C’est un peu le rêve américain version fundraising : la page Facebook de collecte d’une famille qui ambitionnait de récolter 1500$ engrange finalement plus de 20 millions de dollars de dons. Magie de l’instant ou miracle reproductible ?

Cela commence comme une banale histoire de solidarité. Mi-juin, extrêmement émus par la photo d’une petite fille hondurienne en larmes lors d’un contrôle de police à la frontière entre les USA et le Mexique (« parce qu’elle fait exactement la même tête que notre fille du même âge » expliqueront-ils ensuite dans de nombreuses interviews), Charlotte et Dave Willner lancent une cagnotte sur Facebook. Objectif de collecte : 1500$ pour « réunir une famille » car cette somme représente le prix de la caution de parents en situation illégale séparés de leurs enfants.
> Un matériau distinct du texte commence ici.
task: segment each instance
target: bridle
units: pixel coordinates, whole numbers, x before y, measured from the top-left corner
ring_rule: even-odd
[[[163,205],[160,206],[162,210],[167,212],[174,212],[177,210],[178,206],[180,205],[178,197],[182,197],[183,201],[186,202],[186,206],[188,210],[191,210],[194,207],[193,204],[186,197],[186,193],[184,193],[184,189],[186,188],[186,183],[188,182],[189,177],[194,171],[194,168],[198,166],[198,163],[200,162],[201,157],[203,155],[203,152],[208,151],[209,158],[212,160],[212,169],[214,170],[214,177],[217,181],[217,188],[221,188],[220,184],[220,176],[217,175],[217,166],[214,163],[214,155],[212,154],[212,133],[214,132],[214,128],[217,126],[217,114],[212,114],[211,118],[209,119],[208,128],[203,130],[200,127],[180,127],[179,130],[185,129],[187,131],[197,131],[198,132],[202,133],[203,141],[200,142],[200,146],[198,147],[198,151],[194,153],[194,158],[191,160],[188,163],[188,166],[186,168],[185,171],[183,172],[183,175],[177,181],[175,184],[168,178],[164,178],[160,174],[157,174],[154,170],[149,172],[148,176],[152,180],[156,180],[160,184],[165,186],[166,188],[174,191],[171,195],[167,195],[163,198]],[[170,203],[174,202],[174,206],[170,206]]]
Une semaine après son lancement, la collecte a engrangé 10 fois plus que l’ambition initiale : 15 millions de dollars. Aujourd’hui, elle dépasse les 20 millions de dollars, collectés auprès de 530.000 donateurs. Elle est toujours ouverte, avec un objectif de campagne à 25 millions de dollars, mais ne croit désormais plus que d’une centaine de milliers d’euros par jour. L’heureux bénéficiaire de cette manne c’est RAICES, association texane spécialisée dans l’aide juridictionnelle aux migrants. Avec cet argent, elle s’est engagée à payer ces fameuses cautions pour permettre aux parents de retrouver leurs enfants en attendant leurs jugements, mais aussi d’assurer la représentation légale des enfants dans les tribunaux du Texas.

Selon Facebook, cette collecte est la plus importante jamais réalisée depuis que le réseau a commencé à mettre en place des outils de fundraising (en 2015 aux USA, accessibles depuis novembre dernier en France). Et pour les fundraisers elle interroge : est-elle reproductible ? Probablement. Mais en l’espèce, la collecte de fonds des Willner a bénéficié d’un contexte particulièrement propice.
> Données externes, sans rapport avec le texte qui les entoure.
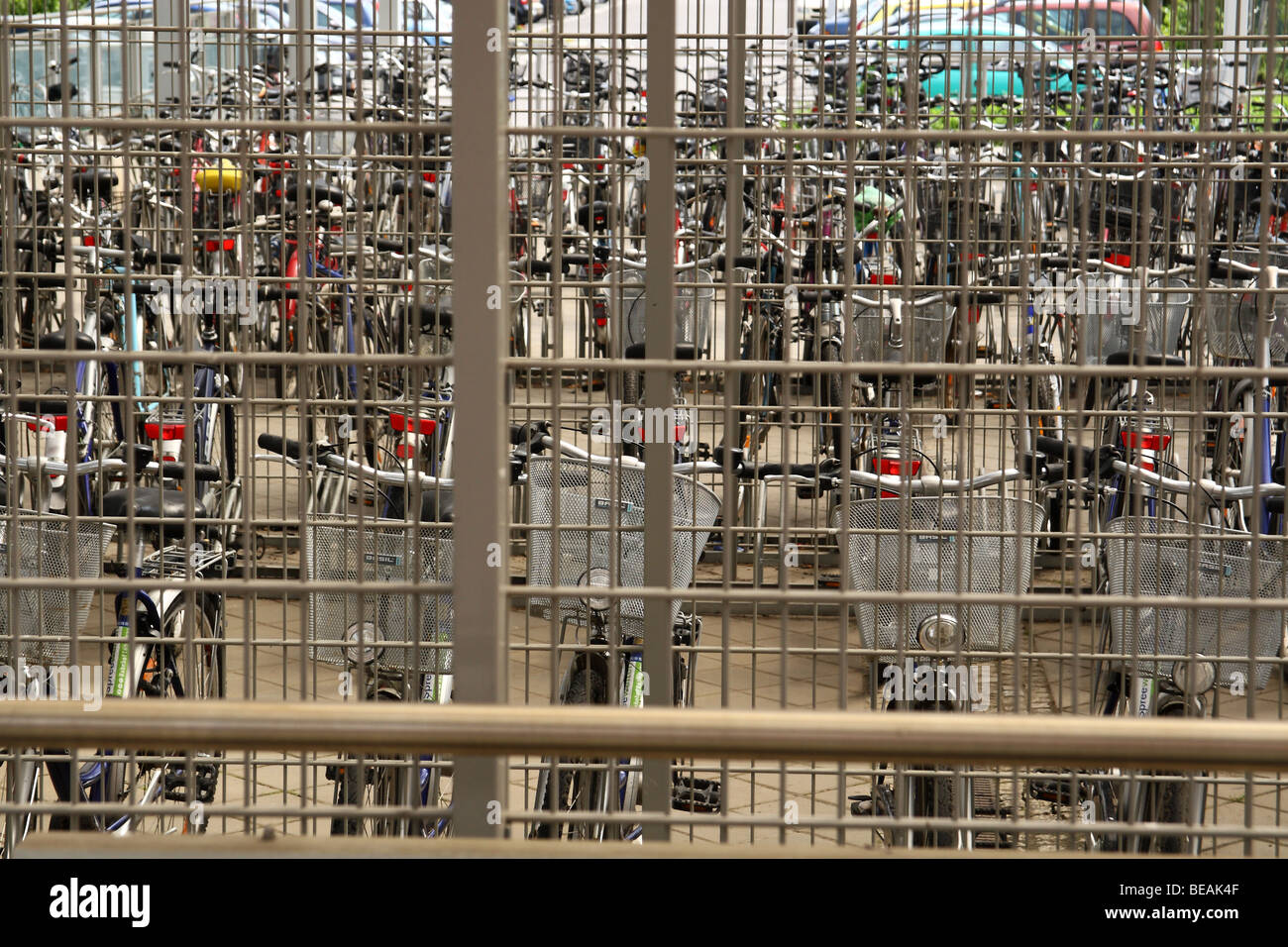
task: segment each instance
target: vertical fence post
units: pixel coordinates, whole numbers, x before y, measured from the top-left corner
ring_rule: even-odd
[[[648,125],[666,129],[675,125],[675,0],[650,0],[648,5]],[[645,223],[644,242],[648,269],[644,291],[645,312],[644,354],[653,358],[675,358],[675,143],[653,137],[648,142],[649,179],[647,198],[650,213]],[[657,410],[671,410],[671,372],[650,368],[644,375],[644,414],[657,417]],[[663,414],[662,417],[668,417]],[[658,429],[645,421],[645,432]],[[667,425],[674,437],[675,425]],[[672,559],[672,448],[668,437],[644,446],[644,584],[652,588],[671,586]],[[654,438],[656,439],[656,438]],[[649,682],[645,703],[671,706],[671,600],[650,598],[644,602],[644,673]],[[665,814],[671,808],[671,764],[665,759],[644,760],[644,810]],[[644,837],[666,840],[670,826],[665,822],[645,823]]]
[[[453,667],[455,698],[501,703],[506,698],[506,354],[505,160],[506,33],[501,0],[456,6],[453,86],[468,108],[452,112],[455,162],[452,250],[456,323],[456,526]],[[456,761],[457,835],[500,836],[505,769],[500,756]]]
La politique de « Tolerance Zéro » sur l’immigration instaurée par l’administration Trump mi-avril, et qui a résulté dans la séparation de plus de 2300 enfants d’avec leurs parents, a généré une levée de bouclier particulièrement virulente aux Etats-Unis. Et peu avant que cette page Facebook n’apparaisse, diverses personnalités avaient déjà annoncé des dons importants à des organisations procurant une assistance juridique aux familles séparées. Posant ainsi le don comme un acte de résistance à la politique Trump.

Diverses autres organisations ont d’ailleurs bénéficié du contexte, notamment l’American Civil Liberties Union (ACLU), qui a collecté 2.5 million de dollars en ligne mi-juin, après que le couple de célébrités Chrissy Teigen et John Legend aient chacun donné 72.000 dollars à l’association en l’honneur du 72ème anniversaire de Donald Trump. « Nous avons aussi eu plus de 200 personnes qui ont lancé des campagnes de collecte peer to peer sur notre site Internet » expliquait le Directeur du Développement de ACLU à l’Associated Press.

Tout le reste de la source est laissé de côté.